Die Unionsfraktion fordert eine Stärkung der Prävention in der Pflege. Den dazu vorgelegten Antrag mit dem Titel „Pflegebedürftigkeit frühestmöglich verhindern – Gesundheitsförderung und Prävention in der Pflege stärken“ (20/11152) hat der Bundestag am Mittwoch, 15. Mai 2024, erstmals beraten. Im Anschluss an die Debatte überwiesen die Abgeordneten die Vorlage an die Ausschüsse. Der Gesundheitsausschuss wird bei den weiteren Beratungen federführend sein.

Antrag der CDU/CSU

Nach Ansicht der Unionsfraktion muss die Gesundheitsförderung und Prävention in der Pflege gestärkt werden. Auch wenn die Annahme nicht zutreffe, dass das Älterwerden per se Ursache für Pflegebedürftigkeit sei, führe die weitere Alterung der Gesellschaft unweigerlich dazu, dass der Mehrbedarf für die pflegerische Versorgung enorm steigen werde, heißt es in dem Antrag.

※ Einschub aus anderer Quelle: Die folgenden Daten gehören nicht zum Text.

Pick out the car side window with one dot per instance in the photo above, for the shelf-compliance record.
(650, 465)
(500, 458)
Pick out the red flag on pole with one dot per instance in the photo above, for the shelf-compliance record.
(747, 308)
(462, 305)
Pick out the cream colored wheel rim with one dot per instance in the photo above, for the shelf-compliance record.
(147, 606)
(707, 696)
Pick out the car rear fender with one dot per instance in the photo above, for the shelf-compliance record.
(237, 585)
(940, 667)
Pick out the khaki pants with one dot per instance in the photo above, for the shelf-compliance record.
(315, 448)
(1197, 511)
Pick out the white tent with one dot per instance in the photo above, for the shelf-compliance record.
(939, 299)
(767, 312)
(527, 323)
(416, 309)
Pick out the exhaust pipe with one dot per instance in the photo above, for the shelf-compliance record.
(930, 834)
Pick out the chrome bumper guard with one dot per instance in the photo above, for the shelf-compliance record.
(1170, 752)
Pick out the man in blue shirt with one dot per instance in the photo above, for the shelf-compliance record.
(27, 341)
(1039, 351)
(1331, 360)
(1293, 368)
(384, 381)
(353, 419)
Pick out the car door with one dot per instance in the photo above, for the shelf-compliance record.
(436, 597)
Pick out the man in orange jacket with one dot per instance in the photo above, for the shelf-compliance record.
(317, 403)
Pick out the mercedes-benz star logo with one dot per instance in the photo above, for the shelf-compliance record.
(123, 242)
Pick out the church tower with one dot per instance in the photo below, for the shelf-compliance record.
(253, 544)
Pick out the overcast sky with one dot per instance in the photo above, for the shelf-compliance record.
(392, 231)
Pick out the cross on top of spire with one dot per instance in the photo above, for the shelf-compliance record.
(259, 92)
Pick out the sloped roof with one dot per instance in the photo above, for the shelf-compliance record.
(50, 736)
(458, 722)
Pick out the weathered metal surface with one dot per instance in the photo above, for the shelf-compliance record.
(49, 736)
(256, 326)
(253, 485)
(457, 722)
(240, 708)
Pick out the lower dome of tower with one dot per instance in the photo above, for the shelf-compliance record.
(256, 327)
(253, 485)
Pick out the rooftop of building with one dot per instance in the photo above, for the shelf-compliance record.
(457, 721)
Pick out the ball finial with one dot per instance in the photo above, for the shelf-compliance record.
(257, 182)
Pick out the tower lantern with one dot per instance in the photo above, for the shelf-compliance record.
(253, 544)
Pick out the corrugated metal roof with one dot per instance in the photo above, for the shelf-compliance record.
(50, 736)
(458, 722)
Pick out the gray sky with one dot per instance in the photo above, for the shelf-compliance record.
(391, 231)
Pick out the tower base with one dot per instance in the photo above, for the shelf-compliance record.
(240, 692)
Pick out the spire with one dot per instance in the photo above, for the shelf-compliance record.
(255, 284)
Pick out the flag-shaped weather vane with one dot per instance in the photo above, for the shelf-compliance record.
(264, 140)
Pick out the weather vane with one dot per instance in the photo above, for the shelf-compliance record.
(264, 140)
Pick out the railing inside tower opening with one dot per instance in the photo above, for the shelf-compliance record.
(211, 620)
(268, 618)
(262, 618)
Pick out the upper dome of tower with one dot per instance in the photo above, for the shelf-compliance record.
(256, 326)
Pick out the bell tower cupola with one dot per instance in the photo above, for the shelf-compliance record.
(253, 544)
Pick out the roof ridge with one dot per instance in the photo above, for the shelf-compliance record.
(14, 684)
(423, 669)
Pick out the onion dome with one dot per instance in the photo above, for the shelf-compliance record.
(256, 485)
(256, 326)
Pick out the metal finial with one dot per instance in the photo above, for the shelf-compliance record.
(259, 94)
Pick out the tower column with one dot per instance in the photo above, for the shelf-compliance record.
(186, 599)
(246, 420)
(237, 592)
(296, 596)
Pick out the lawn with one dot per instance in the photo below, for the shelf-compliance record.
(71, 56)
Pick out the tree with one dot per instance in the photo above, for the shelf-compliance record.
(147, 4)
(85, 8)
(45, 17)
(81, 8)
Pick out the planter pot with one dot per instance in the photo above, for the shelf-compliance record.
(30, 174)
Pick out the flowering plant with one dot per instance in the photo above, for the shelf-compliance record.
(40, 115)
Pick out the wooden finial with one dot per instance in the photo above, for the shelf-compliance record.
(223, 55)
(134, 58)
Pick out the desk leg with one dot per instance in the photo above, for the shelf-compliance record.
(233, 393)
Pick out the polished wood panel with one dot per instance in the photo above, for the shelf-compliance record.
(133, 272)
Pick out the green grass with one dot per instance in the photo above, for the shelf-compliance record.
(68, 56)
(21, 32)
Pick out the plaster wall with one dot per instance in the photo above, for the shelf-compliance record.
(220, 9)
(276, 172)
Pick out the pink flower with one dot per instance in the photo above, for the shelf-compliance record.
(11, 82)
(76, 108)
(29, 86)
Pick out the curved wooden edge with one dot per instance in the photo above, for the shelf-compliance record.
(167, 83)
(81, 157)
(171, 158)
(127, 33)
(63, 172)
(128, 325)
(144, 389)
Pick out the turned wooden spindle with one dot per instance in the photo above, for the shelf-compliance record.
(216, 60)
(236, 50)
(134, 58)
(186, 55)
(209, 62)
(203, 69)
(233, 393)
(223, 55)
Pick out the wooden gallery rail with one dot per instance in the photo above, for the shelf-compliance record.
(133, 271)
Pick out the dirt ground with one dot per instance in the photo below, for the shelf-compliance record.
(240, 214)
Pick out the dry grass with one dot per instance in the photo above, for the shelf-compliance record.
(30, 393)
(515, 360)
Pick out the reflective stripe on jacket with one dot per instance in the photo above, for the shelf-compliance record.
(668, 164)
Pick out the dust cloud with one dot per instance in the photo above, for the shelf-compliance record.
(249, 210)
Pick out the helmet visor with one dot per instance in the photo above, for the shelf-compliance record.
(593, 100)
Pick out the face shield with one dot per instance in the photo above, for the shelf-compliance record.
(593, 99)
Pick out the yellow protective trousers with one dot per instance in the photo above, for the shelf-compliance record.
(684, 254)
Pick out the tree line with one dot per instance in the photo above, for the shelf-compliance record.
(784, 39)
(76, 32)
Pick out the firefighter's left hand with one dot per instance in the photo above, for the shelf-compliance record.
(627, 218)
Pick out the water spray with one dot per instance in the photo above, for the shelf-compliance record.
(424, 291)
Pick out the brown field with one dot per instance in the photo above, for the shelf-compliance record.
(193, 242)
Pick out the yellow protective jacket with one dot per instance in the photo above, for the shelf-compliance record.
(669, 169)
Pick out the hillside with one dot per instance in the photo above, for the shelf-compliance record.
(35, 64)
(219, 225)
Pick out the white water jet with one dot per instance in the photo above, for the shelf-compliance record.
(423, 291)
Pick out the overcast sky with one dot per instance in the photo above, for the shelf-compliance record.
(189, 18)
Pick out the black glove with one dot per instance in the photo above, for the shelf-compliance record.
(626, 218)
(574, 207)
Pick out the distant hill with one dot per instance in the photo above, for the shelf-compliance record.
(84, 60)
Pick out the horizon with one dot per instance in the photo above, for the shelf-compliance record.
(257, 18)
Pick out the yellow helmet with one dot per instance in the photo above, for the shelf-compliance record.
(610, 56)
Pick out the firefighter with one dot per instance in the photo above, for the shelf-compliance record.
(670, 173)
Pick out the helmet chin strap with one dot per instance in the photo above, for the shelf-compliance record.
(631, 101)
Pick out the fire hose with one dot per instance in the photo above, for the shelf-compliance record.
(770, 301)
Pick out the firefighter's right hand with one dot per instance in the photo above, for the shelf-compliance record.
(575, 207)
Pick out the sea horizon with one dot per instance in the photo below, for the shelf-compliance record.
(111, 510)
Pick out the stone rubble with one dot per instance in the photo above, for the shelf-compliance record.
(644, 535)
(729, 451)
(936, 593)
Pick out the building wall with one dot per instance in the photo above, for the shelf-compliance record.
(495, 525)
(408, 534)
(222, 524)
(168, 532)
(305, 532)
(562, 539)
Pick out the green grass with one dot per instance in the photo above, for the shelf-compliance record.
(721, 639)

Laut den Ergebnissen der Pflegevorausberechnung des Statistischen Bundesamtes werde die Zahl der pflegebedürftigen Menschen von rund fünf Millionen Ende 2021 auf etwa 6,8 Millionen im Jahr 2055 ansteigen. Erkrankungen wie Diabetes, Krebs, Herz-Kreislauf-Erkrankungen sowie Demenz führten zu einem erhöhten Pflegerisiko.

„Herausforderung für das Gesundheitswesen“

Die alterstypische Multimorbidität vieler Menschen werde zu einer weiteren Herausforderung für das Gesundheitswesen, schreibt die Fraktion. Zu wenig Bewegung, ungesunde Ernährung oder Stress seien oft begünstigende Faktoren für die Volkskrankheiten. Ebenso korreliere das Pflegerisiko mit dem Kriterium sozialer Ungleichheit.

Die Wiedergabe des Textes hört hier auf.